Uncertainty turned to pure unadulterated joy as we saw Paul Dahl and James Alker arrive in the runabout. Soon we were motoring over the dark green waters of the bay, visiting Belltopper Falls and the site of an old fish-processing plant. We called into the idyllic site of the North Pegasus Hunters Hut before watching blue penguins plod ashore at Pearl Island. Paul and James spoke of seeing whales and New Zealand sea lions. This was a watery wilderness as well.

At Islet Cove, Paul deftly manoeuvred the boat towards the wee sandy bay. My publisher Robbie Burton was there with a big grin on his face. “Sod off, this beach is private,” he greeted us. It was great to see him, the atmosphere of friendship amplified by such a remote and unlikely meeting place. We hauled our packs up to South Pegasus Hut. In residence was Craig Potton with fellow photographer Scott Freeman. Rob and Nick Groves were away camping on Bald Cone.

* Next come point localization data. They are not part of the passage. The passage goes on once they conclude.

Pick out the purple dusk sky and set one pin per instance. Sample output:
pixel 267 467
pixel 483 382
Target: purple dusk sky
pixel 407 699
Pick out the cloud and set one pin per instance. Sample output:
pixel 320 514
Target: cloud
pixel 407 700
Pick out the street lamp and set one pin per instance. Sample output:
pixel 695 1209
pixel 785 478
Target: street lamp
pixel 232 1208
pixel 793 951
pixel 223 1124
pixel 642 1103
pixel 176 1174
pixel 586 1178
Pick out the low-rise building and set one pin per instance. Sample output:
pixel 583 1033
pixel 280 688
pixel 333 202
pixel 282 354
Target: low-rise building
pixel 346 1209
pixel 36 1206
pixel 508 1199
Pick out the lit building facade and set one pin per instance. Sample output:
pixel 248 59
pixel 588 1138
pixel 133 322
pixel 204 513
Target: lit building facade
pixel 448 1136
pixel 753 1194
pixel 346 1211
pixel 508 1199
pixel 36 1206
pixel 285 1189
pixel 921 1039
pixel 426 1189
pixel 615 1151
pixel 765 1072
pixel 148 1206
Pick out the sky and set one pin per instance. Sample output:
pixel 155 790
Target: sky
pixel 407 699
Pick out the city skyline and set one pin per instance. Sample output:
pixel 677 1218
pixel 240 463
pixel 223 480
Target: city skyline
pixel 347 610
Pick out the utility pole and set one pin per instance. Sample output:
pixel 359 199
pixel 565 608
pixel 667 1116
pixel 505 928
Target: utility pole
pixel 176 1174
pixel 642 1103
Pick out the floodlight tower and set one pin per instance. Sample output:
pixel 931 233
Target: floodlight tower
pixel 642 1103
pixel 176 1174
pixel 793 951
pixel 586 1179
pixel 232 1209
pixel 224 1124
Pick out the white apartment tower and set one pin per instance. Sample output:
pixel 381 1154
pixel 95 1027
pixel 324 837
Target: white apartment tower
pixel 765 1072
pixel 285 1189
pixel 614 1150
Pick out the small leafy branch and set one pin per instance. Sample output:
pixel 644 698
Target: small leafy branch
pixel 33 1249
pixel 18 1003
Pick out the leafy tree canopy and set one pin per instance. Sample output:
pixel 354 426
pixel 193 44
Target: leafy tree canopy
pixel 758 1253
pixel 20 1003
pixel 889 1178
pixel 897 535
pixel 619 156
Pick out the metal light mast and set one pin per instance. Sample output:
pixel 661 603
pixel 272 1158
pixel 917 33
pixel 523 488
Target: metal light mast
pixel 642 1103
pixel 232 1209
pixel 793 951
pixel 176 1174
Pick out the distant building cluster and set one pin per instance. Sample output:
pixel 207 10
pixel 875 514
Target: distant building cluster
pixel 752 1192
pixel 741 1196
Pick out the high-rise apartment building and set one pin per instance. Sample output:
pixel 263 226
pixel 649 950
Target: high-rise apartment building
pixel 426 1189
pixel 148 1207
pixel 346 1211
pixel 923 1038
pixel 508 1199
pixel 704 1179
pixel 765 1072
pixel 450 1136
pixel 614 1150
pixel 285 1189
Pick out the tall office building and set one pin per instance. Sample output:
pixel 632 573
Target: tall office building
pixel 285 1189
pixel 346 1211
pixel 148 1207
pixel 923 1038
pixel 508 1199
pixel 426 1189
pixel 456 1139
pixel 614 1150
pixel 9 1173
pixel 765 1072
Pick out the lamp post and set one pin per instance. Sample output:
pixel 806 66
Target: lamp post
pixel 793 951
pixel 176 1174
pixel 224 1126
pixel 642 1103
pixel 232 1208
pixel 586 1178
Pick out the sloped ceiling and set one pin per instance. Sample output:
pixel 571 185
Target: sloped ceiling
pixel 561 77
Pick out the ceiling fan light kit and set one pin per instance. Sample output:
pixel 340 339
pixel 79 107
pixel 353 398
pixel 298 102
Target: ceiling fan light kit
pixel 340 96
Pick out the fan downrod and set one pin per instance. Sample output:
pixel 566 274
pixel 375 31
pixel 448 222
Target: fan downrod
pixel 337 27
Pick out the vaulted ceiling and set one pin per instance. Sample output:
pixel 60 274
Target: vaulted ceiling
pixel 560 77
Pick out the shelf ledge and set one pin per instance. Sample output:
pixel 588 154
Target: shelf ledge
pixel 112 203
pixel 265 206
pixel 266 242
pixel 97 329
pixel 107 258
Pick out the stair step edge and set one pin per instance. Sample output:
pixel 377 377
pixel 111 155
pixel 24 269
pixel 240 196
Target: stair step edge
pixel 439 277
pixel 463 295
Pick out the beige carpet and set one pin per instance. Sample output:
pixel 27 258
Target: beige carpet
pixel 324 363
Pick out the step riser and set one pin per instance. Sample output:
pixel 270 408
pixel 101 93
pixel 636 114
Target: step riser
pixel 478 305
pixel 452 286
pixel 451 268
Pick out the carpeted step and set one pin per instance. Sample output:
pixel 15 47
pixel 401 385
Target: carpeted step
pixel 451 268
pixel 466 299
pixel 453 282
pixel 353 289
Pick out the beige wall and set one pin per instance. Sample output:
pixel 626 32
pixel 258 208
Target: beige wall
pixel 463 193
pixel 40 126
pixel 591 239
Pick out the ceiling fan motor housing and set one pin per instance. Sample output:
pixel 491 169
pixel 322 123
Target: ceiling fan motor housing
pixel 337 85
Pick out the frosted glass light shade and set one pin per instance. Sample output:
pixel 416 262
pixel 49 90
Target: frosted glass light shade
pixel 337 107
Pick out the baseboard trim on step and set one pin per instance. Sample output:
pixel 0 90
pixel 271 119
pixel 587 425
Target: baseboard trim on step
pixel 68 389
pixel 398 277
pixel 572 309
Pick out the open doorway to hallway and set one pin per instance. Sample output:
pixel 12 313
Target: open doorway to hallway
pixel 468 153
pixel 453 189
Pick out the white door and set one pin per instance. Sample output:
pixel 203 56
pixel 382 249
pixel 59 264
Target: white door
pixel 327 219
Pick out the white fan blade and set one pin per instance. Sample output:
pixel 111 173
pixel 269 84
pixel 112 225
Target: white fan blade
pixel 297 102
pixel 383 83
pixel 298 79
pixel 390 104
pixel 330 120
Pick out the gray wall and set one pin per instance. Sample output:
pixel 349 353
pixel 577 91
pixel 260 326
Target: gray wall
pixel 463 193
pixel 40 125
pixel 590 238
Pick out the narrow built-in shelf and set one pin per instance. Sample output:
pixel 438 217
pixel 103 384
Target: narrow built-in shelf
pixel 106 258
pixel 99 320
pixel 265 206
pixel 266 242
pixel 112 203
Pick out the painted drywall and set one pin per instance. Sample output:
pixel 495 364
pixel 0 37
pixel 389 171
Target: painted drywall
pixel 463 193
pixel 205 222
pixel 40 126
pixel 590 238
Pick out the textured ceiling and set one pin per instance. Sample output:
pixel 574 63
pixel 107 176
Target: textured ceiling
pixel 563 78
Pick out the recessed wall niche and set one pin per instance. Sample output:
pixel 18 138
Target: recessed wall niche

So it was the following day that Darryn and I joined Robbie and James on the trip to Magog. Over the previous week, James had been systematically climbing all the high points in the area, while Robbie aimed to snooze on as many summits as possible. Access to Magog and Gog is up Cook Arm, passable by boat only at high tide. The ever-obliging Paul dropped us, and James led the way, having diligently read the route notes left by yachties in the hut. Like anything in this scrubby wilderness, the trick is to nail your route. We weaved through the leads of open bracken, trying to avoid the bands of tight scrub. James likened it to being on an icebreaker, finding the leads between the bergs. Get off route, and your progress will slow to a standstill.

From the saddle below Hielanman, the route up Magog follows a sneaky little line through tight patches of manuka, over ledges and around the southern side of the peak, until it gains the higher exposed granite. I had a bath in one of the granite scoops, which had filled with water from recent rain.

At the summit, we had reached a paltry 282m but we were on top of the world. A fine day overlooking one of the great wilderness areas. Gog and Magog are names from the Hebrew Bible, sometimes referring to people, sometimes to places. Later Roman interpretations pose Gog and Magog as abominable kings, driven away by Alexander the Great. Whatever their origins, they are outlandish names for a strange place. We had walked across half the length of Rakiura to get here, and I felt a singular sense of achievement.

With Rob and Nick back from a successful camp, everyone reunited at the hut for a final fabulous feast.

Darryn and I got just two days at South Pegasus before the ship came to collect us. Too little time.

Four hours aboard the ship took us back to Bluff; the disappointment at leaving tempered by watching the mollymawks and albatross glide over that other great wilderness – the southern ocean.

Grade
Difficult
Time
Rakeahua Hut to Mt Allen tarn, 10-12hr; To North Arm 8-10hr
Accom.
Both the North Pegasus and South Pegasus hunters huts must be booked in advance. For good trip-notes, consult www.tramping.net.nz
Access
The Tin Range route is accessed off the Southwestern Circuit on Stewart Island. The closest hut to the route is Rakeahua Hut (8 bunks), which is accessible by water taxi.